Lula announces plan to turn Brazil into new military power

SyS

New Member
[September 08, 2007]
(EFE News Service Via Thomson Dialog NewsEdge) President Luiz Inacio Lula da Silva announced Thursday a new security and national defense strategy aimed at making Brazil a new military power of the 21st century.

In a special ceremony at Planalto palace in Brasilia, Lula signed an executive decree ordering the creation of a group to formulate national defense strategy and gave the relevant Cabinet ministers one year to produce a detailed plan.

The group will have the goal of "resuming the technological development of the armed forces" and charting new defense strategies, Lula said.

The president proposed creating a "program for the accelerated growth" of the military, similar to other previously announced economy-spurring public investment initiatives in the areas of infrastructure, energy, education, urban renewal and social programs.

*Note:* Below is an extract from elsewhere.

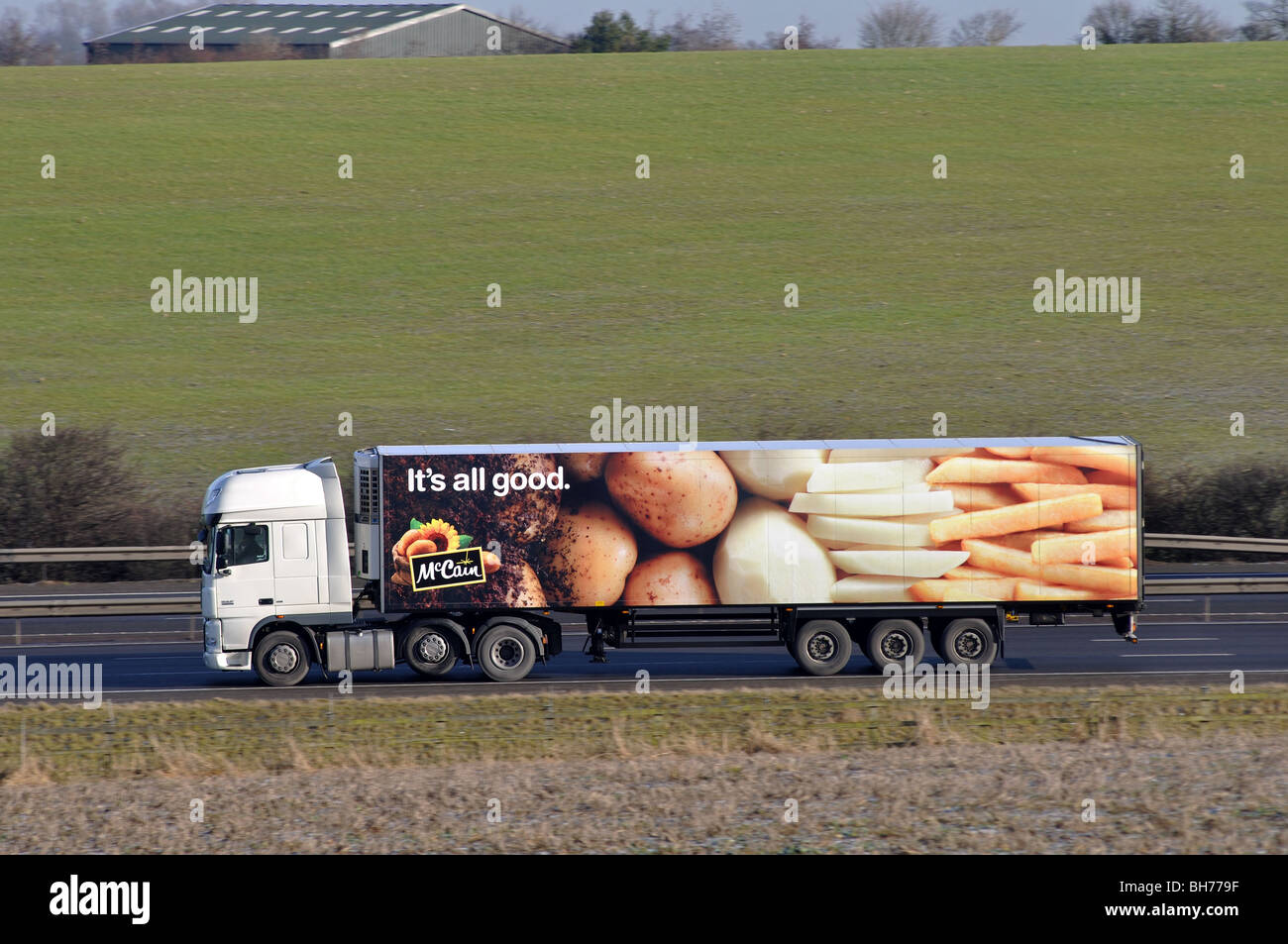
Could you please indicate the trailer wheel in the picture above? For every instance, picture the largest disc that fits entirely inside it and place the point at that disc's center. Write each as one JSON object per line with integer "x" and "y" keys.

"It's necessary to restore the power of the armed forces and the technological knowledge we had," Lula said in a speech before the army, navy and air force brass.

"It's time for us to (utilize) our military and civilian intelligence, to think about what we want to be as far as our armed forces, as far as a sovereign nation over the next 10 to 15 years," the president said.

"We can't be subordinate. We have to be bold," he added.

According to Lula, one of the main challenges of this plan will be to link the development of the armed forces with the country's economic and technological development and "have a strategic defense plan, that considers the most varied future scenarios."

"It's an obligation of every country that has responsibility for its own development and its sovereign insertion in the international arena," he said.

Lula said that in the past the armed forces produced technological innovations later used by civilian industry, including aeronautical technology and uranium-enrichment, the latter being the legacy of a nuclear-weapons program begun under the 1964-1985 military regime.
 

contedicavour

New Member
Brazil's governments since the '80s haven't invested enough in defence, that's a fact. Priorities were elsewhere and potential enemies hard to spot.
Now that Brazil has a sound and growing economy and now that it can fund more in defence I'm however sceptical about the efficiency of their extra funding. I would focus on immediate capability gaps (such as the air force that can't patrol such a huge country with only 12 used Mirage 2000s and 3 dozen old F5s...) and on supporting national defence companies with solid export potential (Embraer for instance) instead of restarting complex programmes such as SSNs...
Besides, I would make sure enough reliable hardware is around to calm down the propaganda of Chavez' regime (and of its allies, from Bolivia to Ecuador to Nicaragua to Argentina).